The American release of
Abbey Road
, together with Paul McCartney’s disappearance, now produced one of Beatlemania’s strangest and sickest by-products. A Detroit disk jockey claimed to have received a mysterious telephone call telling him that Paul McCartney was, in fact, dead, and that corroboration could be found in the
Abbey Road
cover photograph. This, though it might appear a somewhat unimaginative shot of the four Beatles walking over a St. John’s Wood zebra crossing, actually, the mystery caller said, represented Paul’s funeral procession. John, in his white suit, was the minister; Ringo, dark-suited, was the undertaker, and George, in his shabby denims, the grave-digger. Still stronger funereal
symbols were divined from the fact that Paul himself walked barefoot, out of step with the other three, and smoking a cigarette right-handed. The clinching clue alleged was a Volkswagen car parked in the background, plainly showing its numberplate “28 IF”—or Paul’s age
if
he had lived.

Picked up by other disk jockeys, elaborated by Beatles fanatics, the rumor swept America, growing ever more earnestly complex and foolish. One faction claimed that Paul had been murdered by the CIA. Another—the most powerful—claimed he had been decapitated in a car accident and that actor William Campbell had undergone plastic surgery to become his double. Scores of further “clues” to support this theory were discovered in earlier Beatles albums—in the scraps of gibberish and backward tapes; the fictional “Billy Shears” mentioned in
Sgt. Pepper
, and various macabre John Lennon lines from “A Day in the Life” and “I Am the Walrus.” It was said that by holding the
Magical Mystery Tour
EP cover up to a mirror a telephone number became visible on which Paul himself could be contacted in the Hereafter. The number, in fact, belonged to a
Guardian
journalist, subsequently driven almost to dementia by hundreds of early morning transatlantic telephone calls.

In America, an industry grew up of “Paul is Dead” magazines, TV inquests, and death disks—“Saint Paul,” “Dear Paul,” “The Ballad of Paul,” and “Paulbearer.” It was all something stranger than a hoax: It was a self-hoax. Even when Paul himself surfaced on the cover of
Life
magazine, the rumors did not abate. Consequently, Beatles record sales in America in October 1969 rose to a level unequalled since February 1964.
Abbey Road
was to sell five million copies, a million more even than
Sgt. Pepper
. The Beatles, not Paul, had died; yet how could that be when they seemed bigger and better than ever?
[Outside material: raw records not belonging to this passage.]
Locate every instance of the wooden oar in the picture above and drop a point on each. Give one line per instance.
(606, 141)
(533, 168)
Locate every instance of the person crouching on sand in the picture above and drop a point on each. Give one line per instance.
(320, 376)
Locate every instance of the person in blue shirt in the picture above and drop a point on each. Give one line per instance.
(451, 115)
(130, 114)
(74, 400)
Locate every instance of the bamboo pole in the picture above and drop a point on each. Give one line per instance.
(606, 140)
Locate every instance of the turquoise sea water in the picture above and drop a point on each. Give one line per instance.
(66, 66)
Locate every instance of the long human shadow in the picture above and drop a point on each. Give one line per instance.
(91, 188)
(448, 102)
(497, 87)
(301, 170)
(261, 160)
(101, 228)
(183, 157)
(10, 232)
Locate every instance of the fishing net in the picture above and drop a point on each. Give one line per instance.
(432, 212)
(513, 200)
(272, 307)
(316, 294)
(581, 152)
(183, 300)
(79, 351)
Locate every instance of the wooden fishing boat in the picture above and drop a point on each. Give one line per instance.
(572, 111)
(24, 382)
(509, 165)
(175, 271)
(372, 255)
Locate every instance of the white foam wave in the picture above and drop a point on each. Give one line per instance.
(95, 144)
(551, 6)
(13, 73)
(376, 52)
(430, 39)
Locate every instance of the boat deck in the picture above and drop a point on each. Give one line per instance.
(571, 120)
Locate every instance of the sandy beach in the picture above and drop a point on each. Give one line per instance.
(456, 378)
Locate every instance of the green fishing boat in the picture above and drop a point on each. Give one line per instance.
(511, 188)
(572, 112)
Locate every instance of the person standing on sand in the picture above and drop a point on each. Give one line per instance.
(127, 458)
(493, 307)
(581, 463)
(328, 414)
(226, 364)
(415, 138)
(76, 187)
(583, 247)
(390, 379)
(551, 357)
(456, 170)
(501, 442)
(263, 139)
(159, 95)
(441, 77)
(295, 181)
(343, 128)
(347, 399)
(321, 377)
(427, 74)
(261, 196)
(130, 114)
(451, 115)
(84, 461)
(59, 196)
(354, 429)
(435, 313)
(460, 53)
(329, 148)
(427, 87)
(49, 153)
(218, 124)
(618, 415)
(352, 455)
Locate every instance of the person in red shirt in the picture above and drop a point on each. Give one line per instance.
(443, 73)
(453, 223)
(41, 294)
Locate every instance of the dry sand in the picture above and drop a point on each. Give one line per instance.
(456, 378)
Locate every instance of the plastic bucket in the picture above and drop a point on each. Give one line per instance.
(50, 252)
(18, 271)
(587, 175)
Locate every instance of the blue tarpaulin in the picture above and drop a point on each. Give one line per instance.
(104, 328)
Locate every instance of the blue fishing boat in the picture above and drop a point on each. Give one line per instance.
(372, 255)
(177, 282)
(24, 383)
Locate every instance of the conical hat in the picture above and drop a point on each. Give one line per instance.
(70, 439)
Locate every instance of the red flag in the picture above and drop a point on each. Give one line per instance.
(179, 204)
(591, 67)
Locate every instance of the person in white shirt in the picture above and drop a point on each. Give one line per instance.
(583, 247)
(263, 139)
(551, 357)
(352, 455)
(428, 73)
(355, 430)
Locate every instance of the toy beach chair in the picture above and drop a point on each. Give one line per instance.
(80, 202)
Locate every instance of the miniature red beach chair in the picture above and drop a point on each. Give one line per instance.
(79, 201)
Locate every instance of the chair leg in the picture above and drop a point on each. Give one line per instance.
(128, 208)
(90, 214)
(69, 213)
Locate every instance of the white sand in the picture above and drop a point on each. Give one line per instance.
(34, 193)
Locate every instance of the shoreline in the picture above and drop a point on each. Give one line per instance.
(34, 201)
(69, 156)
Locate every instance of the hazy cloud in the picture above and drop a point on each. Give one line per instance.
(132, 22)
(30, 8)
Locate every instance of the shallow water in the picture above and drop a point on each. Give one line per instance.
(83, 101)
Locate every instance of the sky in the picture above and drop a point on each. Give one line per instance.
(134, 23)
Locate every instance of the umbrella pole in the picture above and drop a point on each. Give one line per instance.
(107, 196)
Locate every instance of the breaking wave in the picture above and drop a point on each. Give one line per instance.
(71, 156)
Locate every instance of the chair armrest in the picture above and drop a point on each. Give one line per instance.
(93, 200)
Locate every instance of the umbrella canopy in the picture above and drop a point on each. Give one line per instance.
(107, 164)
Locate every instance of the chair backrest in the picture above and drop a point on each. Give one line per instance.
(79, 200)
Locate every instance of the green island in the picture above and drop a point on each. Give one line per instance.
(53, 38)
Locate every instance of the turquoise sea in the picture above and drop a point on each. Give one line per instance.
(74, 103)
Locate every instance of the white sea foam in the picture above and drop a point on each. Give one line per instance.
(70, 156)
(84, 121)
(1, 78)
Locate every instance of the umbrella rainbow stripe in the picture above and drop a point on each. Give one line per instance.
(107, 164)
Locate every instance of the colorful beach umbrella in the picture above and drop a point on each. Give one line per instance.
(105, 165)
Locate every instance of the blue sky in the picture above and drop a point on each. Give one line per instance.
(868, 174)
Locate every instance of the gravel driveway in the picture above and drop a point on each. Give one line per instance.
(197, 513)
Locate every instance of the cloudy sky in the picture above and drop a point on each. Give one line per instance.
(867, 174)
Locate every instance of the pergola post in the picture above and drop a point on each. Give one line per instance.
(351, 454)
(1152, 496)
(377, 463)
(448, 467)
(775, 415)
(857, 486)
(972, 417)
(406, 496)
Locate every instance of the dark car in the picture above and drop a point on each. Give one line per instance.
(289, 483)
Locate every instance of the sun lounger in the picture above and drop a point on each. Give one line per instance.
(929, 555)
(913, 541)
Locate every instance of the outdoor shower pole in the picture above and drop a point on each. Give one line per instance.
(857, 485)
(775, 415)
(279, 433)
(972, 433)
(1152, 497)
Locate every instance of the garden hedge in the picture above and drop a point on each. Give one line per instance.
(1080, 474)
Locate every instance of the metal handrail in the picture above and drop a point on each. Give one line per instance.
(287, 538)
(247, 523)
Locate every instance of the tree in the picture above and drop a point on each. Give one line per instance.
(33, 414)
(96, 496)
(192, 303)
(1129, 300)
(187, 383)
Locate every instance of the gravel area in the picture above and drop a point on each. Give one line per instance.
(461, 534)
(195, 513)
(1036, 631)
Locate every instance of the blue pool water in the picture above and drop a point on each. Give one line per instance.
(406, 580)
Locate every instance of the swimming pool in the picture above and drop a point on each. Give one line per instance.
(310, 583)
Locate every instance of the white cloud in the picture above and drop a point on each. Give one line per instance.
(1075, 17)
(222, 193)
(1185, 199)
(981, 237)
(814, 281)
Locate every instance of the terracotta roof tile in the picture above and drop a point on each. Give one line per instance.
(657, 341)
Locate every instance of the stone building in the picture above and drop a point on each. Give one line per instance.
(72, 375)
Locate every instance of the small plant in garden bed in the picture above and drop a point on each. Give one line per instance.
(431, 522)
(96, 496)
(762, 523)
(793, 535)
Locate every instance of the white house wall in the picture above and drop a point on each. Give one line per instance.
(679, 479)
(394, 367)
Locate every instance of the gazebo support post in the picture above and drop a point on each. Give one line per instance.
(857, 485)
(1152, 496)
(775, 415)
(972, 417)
John kept his promise to say nothing of the breakup. And in a strange way, his and Yoko’s continuing notoriety served as camouflage. In November, he renounced his MBE, taking it from the top of his aunt Mimi’s television set and sending it back to the Queen as a protest against Vietnam, the war in Biafra, and the failure of “Cold Turkey” to remain in the British Top Twenty. Though that final flippancy made the gesture futile, it was not without a certain coincidental irony. For the statesman who had bought his own popularity with that same small, pink-ribboned medal still reigned at 10 Downing Street. What Harold
Wilson had started with the Beatles he had continued less and less discerningly, showering MBEs, CBEs, knighthoods, and peerages on any cheap entertainer who might cadge him a headline or a vote.